Who would have thought it would be so difficult to find a good tortilla chip? A tortilla chip is made simply by frying wedges of corn tortillas (sometimes they are referred to as corn chips). Perhaps our perspective is warped: We mostly eat chips at better Mexican restaurants, where they are either made in-house or purchased fresh from specialist suppliers, and served unsalted. They are so good—and the homemade salsa fresca so much more refreshing than the very good jarred varieties we eat at home—that we’d be happy just to have two baskets of chips and salsa for dinner.
Our foray into packaged chips was a different experience entirely. Half the brands tasted dusty—the taste on the palate was dry and powdery. Half were overly salty and several had both flaws. Some—especially supermarket brands—were so dusty and salty as to be unenjoyable, the excessive salt burning our lips (a new and unpleasant experience) and making us want to wash away the salt and the dusty taste with lots and lots of beer. But, this being the middle of the work day, we soldiered on.
We read the ingredients on each bag. It’s interesting how such a simple product—most of the better chips used stone ground corn and were fried in canola and/or sunflower oil, then seasoned with salt—taste so different. Lime juice added to some brands, presumably as a flavor enhancer, was not discernable, and the brands with the added lime juice were not the “winners.”

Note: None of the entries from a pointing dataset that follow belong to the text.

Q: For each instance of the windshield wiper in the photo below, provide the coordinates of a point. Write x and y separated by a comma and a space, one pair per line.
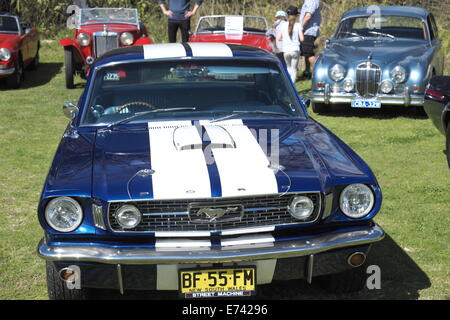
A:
235, 113
382, 34
353, 34
139, 114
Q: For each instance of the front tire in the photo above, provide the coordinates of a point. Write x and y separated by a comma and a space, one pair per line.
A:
320, 107
14, 81
69, 67
58, 290
35, 64
352, 280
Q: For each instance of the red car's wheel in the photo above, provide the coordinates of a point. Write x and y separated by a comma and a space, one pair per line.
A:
35, 64
15, 80
69, 68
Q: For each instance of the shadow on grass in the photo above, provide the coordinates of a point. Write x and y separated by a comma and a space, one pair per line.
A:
401, 279
386, 112
41, 76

We tasted only plain chips, by the way, not flavored varieties (Chili & Lime flavor, Guacamole flavor, e.g.). We did include a brand that mixes corn with whole wheat and rice, or beans. But, when making simple products—burgers from ground round, linguine from durum wheat or tortilla chips from ground corn—seemingly similar base ingredients do vary widely in quality, as do production techniques, and result in remarkably different end products.
Chip Notes
- The chips in our survey range from 130 to 150 calories per ounce. On the low side are Frontera Foods, because they are cooked in water with a bit of oil, rather than fried in oil.
- Having tasted so many brands of blue corn chips at once, we have concluded that blue corn chips are more of an aesthetic notion than a savory one. They are dusty-tasting and more bland than chips from the same manufacturer made of yellow or white corn (or a mixture of the two).

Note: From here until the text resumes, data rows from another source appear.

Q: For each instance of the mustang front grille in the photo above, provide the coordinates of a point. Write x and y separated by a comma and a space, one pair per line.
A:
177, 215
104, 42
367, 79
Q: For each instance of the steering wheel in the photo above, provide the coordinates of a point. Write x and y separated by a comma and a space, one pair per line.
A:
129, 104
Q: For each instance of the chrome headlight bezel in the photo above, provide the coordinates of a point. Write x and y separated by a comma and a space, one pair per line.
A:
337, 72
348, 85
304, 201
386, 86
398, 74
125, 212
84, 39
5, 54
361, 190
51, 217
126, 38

- Our favorites: Frontera Foods and Rosa Mexicano. Frontera Foods, based in Chicago, is partially owned by acclaimed Mexican chef Rick Bayless, owner of Chicago’s Frontera Grill and Topolobampo Mexican restaurants. Rosa Mexicano has three restaurants in New York City plus restaurants in Washington, D.C., Atlanta and Palm Beach Gardens. Their guacamole, made at tableside with a basket of warm chips, is a highlight of the menu.
- Prices will vary: Those listed are a mixture of chips that can be ordered online from the manufacturer, and those that were purchased at various specialty food stores in New York City. Even among the New York stores, we found a price differential of 20 percent for the same item. And, of course, prices are verified at publication but are subject to change.
If you have a favorite chip, we’d love to know about it—especially if it’s nationally distributed or available online. Click the comments balloon at the top of this page.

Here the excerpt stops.